L’Origine de nos Idees du Sublime et du Beau/PII XII

Traduction par E. Lagentie de Lavaïsse.
Pichon et Depierreux (p. 139-140).

SECTION XII.
La Difficulté.

La difficulté est une autre source de grandeur [1]. Lorsqu’un ouvrage parait avoir exigé une force extraordinaire et un travail immense on ne peut s’en former qu’une grande idée. Stonehenge [2] n’a rien d’admirable ni par sa disposition, ni par ses ornemens ; mais ces énormes et grossières masses de pierre , entassées l’une sur l’autre, avertissent l’esprit des efforts prodigieux que l’ouvrage a coûtés : la rudesse même du travail donne une nouvelle force à cette cause de grandeur, en excluant toute idée d’invention et d’art ; car la dextérité produit une autre sorte d’effet, assez différent de celui-ci.

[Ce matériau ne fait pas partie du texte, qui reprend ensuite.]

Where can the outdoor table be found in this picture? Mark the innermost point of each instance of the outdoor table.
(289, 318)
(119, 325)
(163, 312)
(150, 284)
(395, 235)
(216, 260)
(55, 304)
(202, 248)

  1. Voyez part.IV, sert.4, 5, G.
  2. On nomme ainsi des ruines situées dans la plaine, de Salisbury, dont l’origine se perd dans la confusion des tems barbares, et qui n’ont pas été un petit sujet de dispute parmi les antiquaires. Les uns en font un monument des anciens Danois, les autres des Romains, d’autres enfin prétendent que ce sont les restes d’un temple des druides. Cette opinion parait être la plus généralement adoptée. Quoiqu’il en soit, cette construction est fort remarquable par son architecture. C’est un exagone régulier de 110 pieds de diamètre, dont le pourtour est une muraille composée d’un simple rang de pierres qui ont 27 pieds de haut sur 7 pieds de largeur, et sur 4 pieds d’épaisseur. On prétend qu’il n’y a jamais eu de toit.